Basics of setting up a Spyder workspace and projects - python

I have searched for a basic tutorial regarding workspaces and projects in the Spyder IDE. What I want to understand is the basic concepts of how to use the workspace and projects to organize my code. It seems that this is perhaps basic programming skills and that is the reason why I have issues finding any kind of overview. This page seems to be related, but is actually about Eclipse and rather sparse. The Pythonxy tutorial and the documentation for Spyder does not go into any detail. Neither does the Anaconda documentation.
The questions I have are:
When should I set up a new workspace (if ever)?
When do I create a new project?
How does the PYTHONPATH depend on my workspace and project settings? Is it the same in all cases or can I customize it per workspace/project?
Are there other settings apart from the PYTHONPATH that I should configure?
How specific are the answers above to Spyder? Would it be the same for other IDEs, like Eclipse?
I am running Spyder on 64-bit Windows 7, as part of the Anaconda package.

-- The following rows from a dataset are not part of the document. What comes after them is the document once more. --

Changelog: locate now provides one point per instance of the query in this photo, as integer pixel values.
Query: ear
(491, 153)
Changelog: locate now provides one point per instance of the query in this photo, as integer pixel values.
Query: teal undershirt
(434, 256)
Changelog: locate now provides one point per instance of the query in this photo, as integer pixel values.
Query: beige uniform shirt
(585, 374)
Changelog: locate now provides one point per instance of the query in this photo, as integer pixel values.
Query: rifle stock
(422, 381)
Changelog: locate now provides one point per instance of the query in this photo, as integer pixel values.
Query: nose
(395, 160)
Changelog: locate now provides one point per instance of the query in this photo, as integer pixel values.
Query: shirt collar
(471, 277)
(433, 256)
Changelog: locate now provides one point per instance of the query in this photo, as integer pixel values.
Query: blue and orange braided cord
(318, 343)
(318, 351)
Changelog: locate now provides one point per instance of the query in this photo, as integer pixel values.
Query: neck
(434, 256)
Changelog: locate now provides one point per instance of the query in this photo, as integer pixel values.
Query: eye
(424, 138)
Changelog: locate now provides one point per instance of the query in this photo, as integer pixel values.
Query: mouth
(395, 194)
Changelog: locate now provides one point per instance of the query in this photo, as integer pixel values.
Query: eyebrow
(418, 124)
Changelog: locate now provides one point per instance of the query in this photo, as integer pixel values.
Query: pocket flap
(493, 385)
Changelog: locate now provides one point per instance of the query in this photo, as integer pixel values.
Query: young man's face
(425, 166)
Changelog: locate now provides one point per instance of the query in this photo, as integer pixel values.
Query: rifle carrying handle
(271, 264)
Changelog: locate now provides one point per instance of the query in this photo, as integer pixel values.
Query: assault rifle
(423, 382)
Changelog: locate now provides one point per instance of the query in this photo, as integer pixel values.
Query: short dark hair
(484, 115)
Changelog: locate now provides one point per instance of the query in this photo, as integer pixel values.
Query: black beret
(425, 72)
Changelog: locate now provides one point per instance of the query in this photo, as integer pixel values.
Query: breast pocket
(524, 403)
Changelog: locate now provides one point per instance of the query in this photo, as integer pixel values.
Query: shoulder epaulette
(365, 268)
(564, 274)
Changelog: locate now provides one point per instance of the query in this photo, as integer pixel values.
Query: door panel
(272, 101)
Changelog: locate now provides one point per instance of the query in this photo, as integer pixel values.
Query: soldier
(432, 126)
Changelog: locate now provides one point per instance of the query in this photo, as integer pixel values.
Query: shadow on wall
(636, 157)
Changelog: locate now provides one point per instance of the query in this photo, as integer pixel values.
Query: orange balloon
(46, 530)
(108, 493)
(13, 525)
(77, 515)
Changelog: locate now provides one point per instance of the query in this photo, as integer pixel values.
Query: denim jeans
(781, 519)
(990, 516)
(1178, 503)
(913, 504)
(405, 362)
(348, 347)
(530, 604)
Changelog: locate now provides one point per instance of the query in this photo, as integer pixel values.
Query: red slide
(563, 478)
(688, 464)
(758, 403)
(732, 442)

Update Oct 2016: Spyder 3 now has project facilities similar to that of other IDEs (especially Rstudio).
Now you if you have a folder with scripts, you can go to
Projects > New Projects > Existing Directory
to import it. The selected directory will be set as the base directory for the project.

I use spyder for data analysis and I have just started using the project workspace. I believe that it allows you to write better code due to the organization. As a previous post stated that "This can be helpful in web development", which is true because web development requires good software engineering due to the complexity of the files and how they interact with each other. This organization/structure can be used in data analysis as well.
Often, data analysts that use Anaconda have an engineering or science background, not necessarily software engineering or computer science. This means that good software engineering principles may be missing (myself included). Setting up a workspace does one critical thing that I believe is missing from the discussion. It adds the workspace to the system path. Set up a project and then try
import sys
print sys.path
You will see your project's directory added to the PYTHONPATH . This means I can break up my project and import functions from different files within my project. This is highly beneficial when analysis becomes complex or you want to create some type of larger model that will be used on a regular basis. I can create all of my functions in one file, maybe functions for plots in another and then import them in a separate script file.
in myScript.py
from myFunctions import func1
from myFunctions import func2
from myPlots import histPlot
This is a much cleaner approach to data analysis and allows you to focus on one specific task at a time.
In python 3 there is the %autoreload capability so you can work on your functions and then go back to your script file and it will reload them each time if you find errors. I haven't tried this yet bc the majority of my work is in 2.7, but this would seem to add even greater flexibility when developing.
So when should you do this? I think it is always a good idea, I just started using this setup and I will never go back!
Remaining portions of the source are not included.